I’m lucky to have clients that trust me.

Sure, I have to explain to them my theories, explain the costs and expectations, and of course have a track record of showing results, but there are times when they simply trust me. My hunches don’t always materialize, but I think I’ve developed a pretty decent track record.

My theories on Entity creation seem to have legs. Let me explain.
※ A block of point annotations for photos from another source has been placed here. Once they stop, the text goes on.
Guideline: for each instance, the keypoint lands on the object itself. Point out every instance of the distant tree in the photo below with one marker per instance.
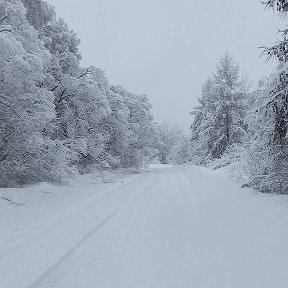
(167, 136)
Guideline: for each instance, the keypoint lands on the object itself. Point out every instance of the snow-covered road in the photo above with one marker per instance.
(177, 227)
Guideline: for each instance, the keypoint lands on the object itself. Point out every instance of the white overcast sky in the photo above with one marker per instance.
(167, 48)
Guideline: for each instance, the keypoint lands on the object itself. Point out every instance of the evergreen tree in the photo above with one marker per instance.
(219, 120)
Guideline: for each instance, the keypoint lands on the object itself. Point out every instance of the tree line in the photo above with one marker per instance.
(246, 129)
(57, 118)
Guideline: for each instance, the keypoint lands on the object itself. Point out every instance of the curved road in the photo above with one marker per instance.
(177, 227)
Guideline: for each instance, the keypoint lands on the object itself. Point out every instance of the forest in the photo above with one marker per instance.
(59, 119)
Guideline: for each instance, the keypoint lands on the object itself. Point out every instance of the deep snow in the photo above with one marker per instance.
(177, 227)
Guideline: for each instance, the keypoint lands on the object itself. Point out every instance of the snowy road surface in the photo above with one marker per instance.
(178, 227)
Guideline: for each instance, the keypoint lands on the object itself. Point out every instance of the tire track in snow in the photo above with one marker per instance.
(55, 272)
(34, 230)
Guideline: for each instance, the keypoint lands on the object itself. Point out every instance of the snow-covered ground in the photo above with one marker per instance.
(175, 227)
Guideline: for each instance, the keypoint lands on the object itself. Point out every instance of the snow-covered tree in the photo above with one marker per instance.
(27, 152)
(167, 136)
(219, 119)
Back in December 2018 (about 10 months ago) I embarked on a theory and plan with one of my clients, Boston Rare Maps, to build out “entities” within their database as part of a holistic semantic search strategy. Their content is almost entirely their inventory listings, but these listings are full of rich bibliographical details. My idea, which I documented in my blog post “Using Tags in WordPress for SEO Entity Optimization“, was to capitalize on tags within WordPress, which were already being used, as a way of creating bibliographical entities that do three things:

  1. it would tie the content together, both old listings and new listings, for enhanced search ranking of new items
  2. it would create content spheres where the overall site itself would develop semantic relevancy for these topical entities and raise the rank of all of the related inventory items
  3. and that if we were lucky, these tag pages would begin to rank independently of the listings
Ambitious goals, but that was the idea.

Numbers 1 and 2 have worked out as far as we can tell, with overall inbound search engine traffic (impressions and clicks) continually rising in the year since, and that alone is exciting considering our not-yet-complete implementation of the strategy (definitions have only been completed for a small sample of the entities).
But Number 3 is the real surprise: not only are our tag pages ranking for their primary query, but they’re often ranking immediately after Wikipedia or the Library of Congress in the #2 or #3 SERP position.
For example, in the image shown, the incognito query is for “Atlantic Neptune“, a collection of maps from the 18th century. Wikipedia is position one, the Library of Congress is position two, but our tag page is position three and is enhanced with a carousel of thumbnails consisting of the current inventory items for that tag.
How cool is that?!
And if we were to scroll to position 4 in the image, it’s the most recent listing tagged with “Atlantic Neptune”.
This isn’t an isolated occurrence either; for the vast majority of tags we’ve employed where a full description has been provided, the tag pages have been showing up in the top five positions of the SERP with a leading inventory item also being shown on page one in addition.

Without any exceptions, these tag pages are all a result of internal linking. There are zero external websites linking to these pages to give them any sort of boost (beyond this article). All pagerank conveyed to them as been through internal linking using WordPress tags (which also generate a sitemap of these tags), as well as contextual links within relevant inventory items. This is a strategy that can be implemented entirely internally as part of a documented content strategy.

I’m excited to see how far we can push this content to the top of the SERP.